Gündelik Kıyafetler:
Mevsime, yaşa ekonomik duruma göre bazı değişiklikler gösterir. Fakir ve orta halli kadınlar, doğrudan doğruya çinti donu denilen dış donu üzerine basmadan bir içlik, içlik üzerine de basmadan içi pamuklu ve üstü parmak dikişli ceket şeklinde düz hırka giyerler, başlarına yaşlılar kalıpsız iki parmak yüksekliğinde fes giyip, üzerine oyasız yemeni örterlerdi. Gençler ise biraz daha yüksekçe kalıplı fes giyip yemeniyi üçgen şeklinde üç köşe katlayarak fesin üzerine örterlerdi. Sokağa çıkacakları zaman, yakın komşuya giderlerken damarlı çar dedikleri bir örtü ile başlarını örterler daha uzak bir yere giderken de damarlı veya kareli uzun çarlara bürünürlerdi. Zengin olan kadınlar ise çinti don üzerine basma, yünlü vb.den oluşan uzun, düz baştan geçme peşli entariler giyerlerdi. Bu entari üzerine de ekonomik duruma göre basmadan, yünlü veya kadifeden, parmak dikişli, içi pamuklu hırkalar giyerlerdi. Yaşlılar başlarına takke gibi kalıpsız fes, gençler ise daha uzun ve kalıplı fes giyerlerdi. Fes üzerine gençler yemeni, yaşlılar oyasız yemeni örterlerdi.

Sokak Kıyafetleri:
Ele geçen en eski kaynaklara göre XVII. yüzyılda Ankara'da ferace giyildiği görülür. Feracelerden sonra çarlar giyilmeye başlanmıştır. I. Abdülhamit devrinde feraceler yasaklanıp çarşaf giyilmesi emredilince, gençler çarşafı tercih etmiş, yaşlılar ise beyaz çarlarını giymeye devam etmişlerdir.

Hamam Kıyafetleri:
Yeni gelin veya zengin genç hanımların hamam kıyafetleri de dikkate değerdir. Yeni gelin veya zengin genç bir hanım hamama giderken helâi don ve gömleğini, sevai telli yelek ve içliğini, üstüne elbisesini giyer, başına oyalı yemenisini takar, hamam bohçasını hazırlayarak Bağdat çarını giyip hamama giderdi.

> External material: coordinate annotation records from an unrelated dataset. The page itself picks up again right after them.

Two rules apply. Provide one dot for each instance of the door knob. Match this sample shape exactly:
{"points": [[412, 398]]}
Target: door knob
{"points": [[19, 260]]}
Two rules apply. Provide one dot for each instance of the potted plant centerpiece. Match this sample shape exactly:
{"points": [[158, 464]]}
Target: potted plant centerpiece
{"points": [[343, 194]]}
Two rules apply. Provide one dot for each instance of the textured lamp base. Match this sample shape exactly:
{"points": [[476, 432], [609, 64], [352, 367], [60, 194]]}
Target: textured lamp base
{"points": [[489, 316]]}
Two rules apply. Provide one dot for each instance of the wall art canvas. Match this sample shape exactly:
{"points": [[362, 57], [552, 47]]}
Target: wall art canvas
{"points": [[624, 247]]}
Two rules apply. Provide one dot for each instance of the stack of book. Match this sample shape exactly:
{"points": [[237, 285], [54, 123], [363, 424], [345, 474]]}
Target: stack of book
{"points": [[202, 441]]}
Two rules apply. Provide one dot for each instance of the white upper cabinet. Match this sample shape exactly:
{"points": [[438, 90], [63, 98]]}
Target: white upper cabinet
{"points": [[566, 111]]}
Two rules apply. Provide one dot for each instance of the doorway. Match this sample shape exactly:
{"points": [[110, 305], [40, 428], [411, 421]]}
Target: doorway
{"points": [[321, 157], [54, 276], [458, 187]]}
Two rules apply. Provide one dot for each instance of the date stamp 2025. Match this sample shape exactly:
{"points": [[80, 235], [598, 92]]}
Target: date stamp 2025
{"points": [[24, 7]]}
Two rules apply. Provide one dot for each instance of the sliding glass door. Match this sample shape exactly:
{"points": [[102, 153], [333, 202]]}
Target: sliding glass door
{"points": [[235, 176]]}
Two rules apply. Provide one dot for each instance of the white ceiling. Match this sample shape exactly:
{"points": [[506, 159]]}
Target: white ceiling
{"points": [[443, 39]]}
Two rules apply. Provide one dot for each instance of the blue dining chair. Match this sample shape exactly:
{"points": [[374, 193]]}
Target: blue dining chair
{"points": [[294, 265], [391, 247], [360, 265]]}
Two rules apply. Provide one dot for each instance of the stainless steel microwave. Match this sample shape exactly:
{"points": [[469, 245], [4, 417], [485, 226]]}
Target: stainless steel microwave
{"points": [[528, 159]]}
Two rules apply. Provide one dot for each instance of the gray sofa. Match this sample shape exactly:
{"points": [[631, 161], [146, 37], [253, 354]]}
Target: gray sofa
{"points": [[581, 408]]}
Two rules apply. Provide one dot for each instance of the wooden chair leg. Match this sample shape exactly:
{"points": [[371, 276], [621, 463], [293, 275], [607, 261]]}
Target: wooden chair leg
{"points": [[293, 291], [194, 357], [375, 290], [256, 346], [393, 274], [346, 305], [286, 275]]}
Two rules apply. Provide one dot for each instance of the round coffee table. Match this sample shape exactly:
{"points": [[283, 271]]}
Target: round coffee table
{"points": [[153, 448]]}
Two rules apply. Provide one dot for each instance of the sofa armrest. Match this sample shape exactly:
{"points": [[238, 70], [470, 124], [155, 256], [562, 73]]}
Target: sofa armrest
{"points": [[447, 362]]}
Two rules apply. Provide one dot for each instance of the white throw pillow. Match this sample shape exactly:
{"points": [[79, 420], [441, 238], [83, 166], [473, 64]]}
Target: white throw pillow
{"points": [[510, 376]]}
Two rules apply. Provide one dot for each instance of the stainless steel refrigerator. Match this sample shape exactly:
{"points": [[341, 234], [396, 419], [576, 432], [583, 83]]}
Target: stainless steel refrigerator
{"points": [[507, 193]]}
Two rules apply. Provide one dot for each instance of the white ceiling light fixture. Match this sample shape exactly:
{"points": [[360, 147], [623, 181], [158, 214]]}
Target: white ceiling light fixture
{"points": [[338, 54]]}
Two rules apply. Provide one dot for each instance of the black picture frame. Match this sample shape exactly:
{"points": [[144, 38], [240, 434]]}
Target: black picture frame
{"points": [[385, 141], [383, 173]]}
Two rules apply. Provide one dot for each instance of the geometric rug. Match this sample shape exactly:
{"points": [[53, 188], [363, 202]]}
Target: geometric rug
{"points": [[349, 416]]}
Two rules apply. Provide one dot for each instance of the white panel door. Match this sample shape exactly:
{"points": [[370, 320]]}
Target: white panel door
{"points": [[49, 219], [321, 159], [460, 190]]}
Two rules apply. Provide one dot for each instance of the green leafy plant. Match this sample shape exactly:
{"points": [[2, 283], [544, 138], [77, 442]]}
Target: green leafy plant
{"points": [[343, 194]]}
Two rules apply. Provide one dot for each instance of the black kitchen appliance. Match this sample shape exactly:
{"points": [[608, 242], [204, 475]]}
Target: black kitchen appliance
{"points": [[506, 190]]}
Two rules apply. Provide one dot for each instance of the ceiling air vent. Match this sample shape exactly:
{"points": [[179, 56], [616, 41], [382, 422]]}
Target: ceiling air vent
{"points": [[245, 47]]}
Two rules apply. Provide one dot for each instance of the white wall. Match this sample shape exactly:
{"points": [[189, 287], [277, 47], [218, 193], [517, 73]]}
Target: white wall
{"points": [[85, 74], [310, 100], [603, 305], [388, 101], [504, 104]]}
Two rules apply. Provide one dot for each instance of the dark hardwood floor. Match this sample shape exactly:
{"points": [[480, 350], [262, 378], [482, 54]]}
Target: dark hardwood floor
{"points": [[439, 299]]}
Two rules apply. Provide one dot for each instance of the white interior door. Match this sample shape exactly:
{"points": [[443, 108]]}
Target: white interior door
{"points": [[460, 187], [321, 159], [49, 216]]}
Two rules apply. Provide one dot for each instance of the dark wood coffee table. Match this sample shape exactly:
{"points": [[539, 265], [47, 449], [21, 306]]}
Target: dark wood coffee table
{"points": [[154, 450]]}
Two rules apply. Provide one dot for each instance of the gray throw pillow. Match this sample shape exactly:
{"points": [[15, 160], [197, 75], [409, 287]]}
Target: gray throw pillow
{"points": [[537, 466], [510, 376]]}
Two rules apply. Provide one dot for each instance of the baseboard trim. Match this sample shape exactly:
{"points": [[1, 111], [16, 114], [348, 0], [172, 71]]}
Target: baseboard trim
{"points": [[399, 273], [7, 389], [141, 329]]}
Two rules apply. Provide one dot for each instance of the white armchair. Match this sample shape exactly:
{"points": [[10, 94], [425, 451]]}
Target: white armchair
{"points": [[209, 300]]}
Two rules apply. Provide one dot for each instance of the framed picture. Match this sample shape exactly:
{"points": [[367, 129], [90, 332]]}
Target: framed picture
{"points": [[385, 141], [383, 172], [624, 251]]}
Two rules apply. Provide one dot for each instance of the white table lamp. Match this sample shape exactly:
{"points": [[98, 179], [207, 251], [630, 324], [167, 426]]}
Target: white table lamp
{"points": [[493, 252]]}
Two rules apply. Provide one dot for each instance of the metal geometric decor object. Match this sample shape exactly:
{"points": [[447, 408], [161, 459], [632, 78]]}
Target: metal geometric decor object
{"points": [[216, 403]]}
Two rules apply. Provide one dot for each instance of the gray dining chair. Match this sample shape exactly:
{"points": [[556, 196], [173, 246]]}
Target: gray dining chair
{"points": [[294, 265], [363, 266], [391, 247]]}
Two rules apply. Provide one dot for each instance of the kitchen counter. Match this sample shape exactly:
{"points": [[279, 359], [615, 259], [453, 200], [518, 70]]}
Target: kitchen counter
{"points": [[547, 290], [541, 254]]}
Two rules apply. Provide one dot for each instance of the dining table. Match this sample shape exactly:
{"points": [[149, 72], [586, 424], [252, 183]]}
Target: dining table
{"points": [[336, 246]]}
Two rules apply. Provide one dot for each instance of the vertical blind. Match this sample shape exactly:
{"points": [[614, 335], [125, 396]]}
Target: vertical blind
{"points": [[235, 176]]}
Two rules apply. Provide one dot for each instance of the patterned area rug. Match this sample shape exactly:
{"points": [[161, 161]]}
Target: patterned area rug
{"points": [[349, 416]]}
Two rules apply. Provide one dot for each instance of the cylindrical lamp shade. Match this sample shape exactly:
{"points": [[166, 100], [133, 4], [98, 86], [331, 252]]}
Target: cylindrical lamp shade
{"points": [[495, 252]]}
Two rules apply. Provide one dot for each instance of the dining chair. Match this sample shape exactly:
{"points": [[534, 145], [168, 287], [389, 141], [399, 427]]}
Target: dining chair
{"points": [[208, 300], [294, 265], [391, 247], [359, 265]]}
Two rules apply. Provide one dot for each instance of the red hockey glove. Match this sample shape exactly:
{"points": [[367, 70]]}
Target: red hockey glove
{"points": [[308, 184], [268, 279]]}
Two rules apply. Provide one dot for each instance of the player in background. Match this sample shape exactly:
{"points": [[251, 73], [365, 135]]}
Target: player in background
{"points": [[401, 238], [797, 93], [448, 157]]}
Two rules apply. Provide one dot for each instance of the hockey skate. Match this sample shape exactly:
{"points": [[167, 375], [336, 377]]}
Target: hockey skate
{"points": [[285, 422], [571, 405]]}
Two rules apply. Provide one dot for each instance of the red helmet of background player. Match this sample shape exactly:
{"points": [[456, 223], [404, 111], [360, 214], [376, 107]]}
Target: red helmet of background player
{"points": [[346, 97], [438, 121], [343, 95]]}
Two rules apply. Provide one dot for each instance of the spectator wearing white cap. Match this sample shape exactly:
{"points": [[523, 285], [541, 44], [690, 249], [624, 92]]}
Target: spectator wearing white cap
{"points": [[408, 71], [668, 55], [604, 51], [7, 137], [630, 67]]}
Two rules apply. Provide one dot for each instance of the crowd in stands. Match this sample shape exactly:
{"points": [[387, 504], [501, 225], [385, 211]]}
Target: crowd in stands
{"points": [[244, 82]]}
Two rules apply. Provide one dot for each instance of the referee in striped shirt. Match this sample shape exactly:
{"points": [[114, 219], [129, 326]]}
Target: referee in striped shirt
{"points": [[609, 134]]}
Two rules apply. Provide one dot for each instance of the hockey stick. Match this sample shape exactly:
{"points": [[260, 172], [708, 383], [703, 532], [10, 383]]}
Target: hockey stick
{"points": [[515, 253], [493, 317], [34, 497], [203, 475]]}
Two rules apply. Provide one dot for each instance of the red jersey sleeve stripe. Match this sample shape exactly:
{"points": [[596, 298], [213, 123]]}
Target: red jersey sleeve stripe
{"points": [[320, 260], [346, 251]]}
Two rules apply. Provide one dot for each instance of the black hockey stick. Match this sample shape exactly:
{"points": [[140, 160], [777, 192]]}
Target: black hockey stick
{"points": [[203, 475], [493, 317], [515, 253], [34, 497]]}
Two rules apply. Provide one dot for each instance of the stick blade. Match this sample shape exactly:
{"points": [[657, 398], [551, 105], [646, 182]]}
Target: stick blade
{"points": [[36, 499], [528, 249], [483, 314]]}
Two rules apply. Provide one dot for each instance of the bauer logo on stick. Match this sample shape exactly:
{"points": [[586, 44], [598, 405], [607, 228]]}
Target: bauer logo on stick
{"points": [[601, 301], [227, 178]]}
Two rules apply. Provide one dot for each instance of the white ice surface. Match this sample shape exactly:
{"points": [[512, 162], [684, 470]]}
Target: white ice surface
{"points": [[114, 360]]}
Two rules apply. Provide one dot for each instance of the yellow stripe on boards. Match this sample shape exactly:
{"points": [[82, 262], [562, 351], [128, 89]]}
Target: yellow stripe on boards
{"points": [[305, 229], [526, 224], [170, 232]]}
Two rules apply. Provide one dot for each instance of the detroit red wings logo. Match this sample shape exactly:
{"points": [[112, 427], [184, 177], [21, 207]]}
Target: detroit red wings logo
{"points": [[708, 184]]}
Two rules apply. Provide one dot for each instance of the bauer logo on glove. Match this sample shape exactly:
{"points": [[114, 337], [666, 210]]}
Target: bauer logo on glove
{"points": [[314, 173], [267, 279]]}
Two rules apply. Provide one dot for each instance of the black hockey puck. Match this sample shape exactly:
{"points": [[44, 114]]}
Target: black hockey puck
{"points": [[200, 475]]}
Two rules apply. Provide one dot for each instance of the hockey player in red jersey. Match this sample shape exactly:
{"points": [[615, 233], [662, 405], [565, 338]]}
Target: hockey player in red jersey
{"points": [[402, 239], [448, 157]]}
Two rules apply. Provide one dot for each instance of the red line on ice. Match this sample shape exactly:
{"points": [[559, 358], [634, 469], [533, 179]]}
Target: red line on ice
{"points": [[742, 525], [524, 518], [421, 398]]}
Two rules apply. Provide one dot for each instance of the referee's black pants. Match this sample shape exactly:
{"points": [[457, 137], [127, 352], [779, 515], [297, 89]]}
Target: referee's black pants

b) Erkek Giyimi: Anadolu erkek giyimi, Ankara da dahil olmak üzere üç grup altında toplamak mümkündür:
- Üç etek entariler,
- Şalvar ve işlik, fermani veya gazekiden oluşan takımlar,
-Efe, zeybek veya dadaşlara özgü dizlikli zıpka veya zıvgalı camadan veya cepkenli kıyafetler.
Ankara'da erkek kıyafetleri üzerindeki araştırmalar, yaklaşık bir - birbuçuk yüzyıl evvelinden Cumhuriyet devrine kadar olan kıyafet çeşitleri üzerinde yapılmıştır.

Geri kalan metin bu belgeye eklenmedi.